# Meguiars Ultimate Compound - any good?



## kdh (Nov 6, 2011)

HI all,

I have an old Silver BMW that I'm trying to remove swirls and freshen up the paint.

I'm using a Meguiars v2 dual action machine polisher with Ultimate Compound and I've done it twice over the car on Speed 4 but the swirls are still there. There's an improvement, but still there. It's taken a long time also!

Do I just keep going until they are gone - I'm worried I'll damage the paint - or do I try something stronger like T-cut metallic?

many thanks for any help.


----------



## Shinyvec (Feb 12, 2010)

BMW = hard paint so try a pad with more cut


----------



## DJ X-Ray (Sep 2, 2012)

Try an LC Orange pad (4") U.C is non diminishing you won't hurt the paint


----------



## kdh (Nov 6, 2011)

Sorry I'm new to this.

I'm using the 7" Meguiars Soft Buff 2 Polishing Pad. (yellow)

Could you give me a clue which others to try and where I could order from please? Thanks.


----------



## DJ X-Ray (Sep 2, 2012)

kdh said:


> Sorry I'm new to this.
> 
> I'm using the 7" Meguiars Soft Buff 2 Polishing Pad. (yellow)
> 
> Could you give me a clue which others to try and where I could order from please? Thanks.


Have a look at Lake Country pads And Chemical Guys.There's dealers on here you can buy from. I think the pad your usings too soft i'd go for a compound pad or polishing pad.


----------



## kdh (Nov 6, 2011)

Thanks a lot. Many thanks.


----------



## lowejackson (Feb 23, 2006)

kdh said:


> Sorry I'm new to this.
> 
> I'm using the 7" Meguiars Soft Buff 2 Polishing Pad. (yellow)
> 
> Could you give me a clue which others to try and where I could order from please? Thanks.


I would try the 5" pads. Easier to work with and better cutting


----------



## Kerr (Mar 27, 2012)

I used Ultimate Compound with the burgundy cutting pad and it worked well on my BMW. 

The yellow pad wasn't good enough.


----------



## furby-123 (Dec 3, 2011)

if you want to stick with meguiars then use their burgandy pad, its cutting and the yellow is only polishing so itl give better results, personally i prefer the chemical guys pad range,


----------



## lowejackson (Feb 23, 2006)

Could also try some MF pads, should work well with the Megs polish


----------



## kdh (Nov 6, 2011)

Thanks again, good of you all to answer.

Strange that they sold it in a bundle and said the yellow pad was for cutting and the black for polishing. Yellow one is pretty useless really.


----------



## kdh (Nov 6, 2011)

Burgundy Cutting pad now arrived and used it today.

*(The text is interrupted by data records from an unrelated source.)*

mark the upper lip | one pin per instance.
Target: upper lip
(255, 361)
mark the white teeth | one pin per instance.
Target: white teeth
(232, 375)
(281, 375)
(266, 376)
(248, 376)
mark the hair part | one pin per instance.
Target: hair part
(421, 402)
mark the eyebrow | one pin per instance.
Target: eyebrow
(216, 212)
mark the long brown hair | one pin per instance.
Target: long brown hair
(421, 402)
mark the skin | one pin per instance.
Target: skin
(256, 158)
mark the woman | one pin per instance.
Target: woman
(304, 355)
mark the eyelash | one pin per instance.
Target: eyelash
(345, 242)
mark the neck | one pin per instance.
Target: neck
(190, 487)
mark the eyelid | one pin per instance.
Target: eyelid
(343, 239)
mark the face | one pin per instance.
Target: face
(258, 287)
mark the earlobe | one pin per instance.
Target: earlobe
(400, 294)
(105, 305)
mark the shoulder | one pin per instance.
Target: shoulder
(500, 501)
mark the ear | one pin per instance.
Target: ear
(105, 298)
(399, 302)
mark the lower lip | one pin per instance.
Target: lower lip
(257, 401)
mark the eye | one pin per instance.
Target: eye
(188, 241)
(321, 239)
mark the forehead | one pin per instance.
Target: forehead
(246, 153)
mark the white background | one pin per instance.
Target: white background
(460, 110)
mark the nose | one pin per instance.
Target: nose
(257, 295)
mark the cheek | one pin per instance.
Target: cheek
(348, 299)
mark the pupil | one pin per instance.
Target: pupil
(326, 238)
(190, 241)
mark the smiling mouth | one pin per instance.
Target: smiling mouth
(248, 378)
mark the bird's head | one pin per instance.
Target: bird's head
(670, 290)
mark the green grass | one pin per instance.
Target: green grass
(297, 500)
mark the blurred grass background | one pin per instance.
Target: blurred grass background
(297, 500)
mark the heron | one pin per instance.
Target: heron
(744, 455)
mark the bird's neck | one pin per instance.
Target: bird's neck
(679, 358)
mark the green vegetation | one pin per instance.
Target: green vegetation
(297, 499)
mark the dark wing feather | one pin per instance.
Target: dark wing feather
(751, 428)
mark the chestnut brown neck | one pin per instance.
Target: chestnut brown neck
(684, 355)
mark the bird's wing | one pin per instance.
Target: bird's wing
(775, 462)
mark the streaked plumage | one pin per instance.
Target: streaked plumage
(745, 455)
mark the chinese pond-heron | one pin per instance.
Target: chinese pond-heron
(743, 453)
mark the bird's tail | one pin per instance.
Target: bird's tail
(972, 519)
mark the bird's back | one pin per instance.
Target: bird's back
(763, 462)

Slightly silly question but it's quite a hard to tell in daylight if the swirls are still there. Does everyone do this sort of work under electric lights?

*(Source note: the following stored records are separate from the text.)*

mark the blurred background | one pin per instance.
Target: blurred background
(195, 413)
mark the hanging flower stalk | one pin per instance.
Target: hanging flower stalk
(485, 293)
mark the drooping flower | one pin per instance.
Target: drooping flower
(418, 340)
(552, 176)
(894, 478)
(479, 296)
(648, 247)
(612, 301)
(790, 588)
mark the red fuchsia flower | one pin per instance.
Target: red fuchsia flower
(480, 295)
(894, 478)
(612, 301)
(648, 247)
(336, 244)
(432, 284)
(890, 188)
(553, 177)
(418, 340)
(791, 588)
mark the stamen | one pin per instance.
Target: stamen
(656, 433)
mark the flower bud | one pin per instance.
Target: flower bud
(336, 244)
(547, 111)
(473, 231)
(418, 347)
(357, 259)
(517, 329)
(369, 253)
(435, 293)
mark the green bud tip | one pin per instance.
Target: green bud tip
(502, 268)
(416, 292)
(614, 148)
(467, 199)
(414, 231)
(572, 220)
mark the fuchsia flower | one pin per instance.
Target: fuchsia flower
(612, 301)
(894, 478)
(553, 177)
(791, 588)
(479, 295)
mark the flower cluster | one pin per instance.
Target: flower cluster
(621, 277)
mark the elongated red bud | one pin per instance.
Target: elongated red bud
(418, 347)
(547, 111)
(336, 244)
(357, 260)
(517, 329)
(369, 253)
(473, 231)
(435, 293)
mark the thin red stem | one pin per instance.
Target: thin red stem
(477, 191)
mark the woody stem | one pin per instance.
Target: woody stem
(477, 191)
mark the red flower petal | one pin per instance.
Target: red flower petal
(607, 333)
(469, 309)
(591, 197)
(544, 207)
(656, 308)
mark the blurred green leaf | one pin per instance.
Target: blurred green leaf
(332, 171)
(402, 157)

Depth of shine, should there be a good in-focus depth of shine after using the compound or does that only come with a few layers of wax? I don't want to lay on the wax then realise I haven't cut it enough first.

thanks again.


----------



## bizzyfingers (Jul 30, 2009)

Go to screwfix and buy a small halogen work lamp. They are £10, worth every penny. This will show everything.


----------



## kdh (Nov 6, 2011)

thanks - used outside in daylight?


----------



## Mumbles (Nov 7, 2011)

As above, get a good light to check your work with. :buffer:

I have used megs UC a few times and have found it quite good. I have used it with a megs G220 v2 with the burgandy pads and also with 3M green pads. Worked fine but wasn't that good for cut. However I found that panels done with it needed very little refining with another polish to get the shine back into them before a last stage product like a wax or sealant. :thumb:

Goodluck


----------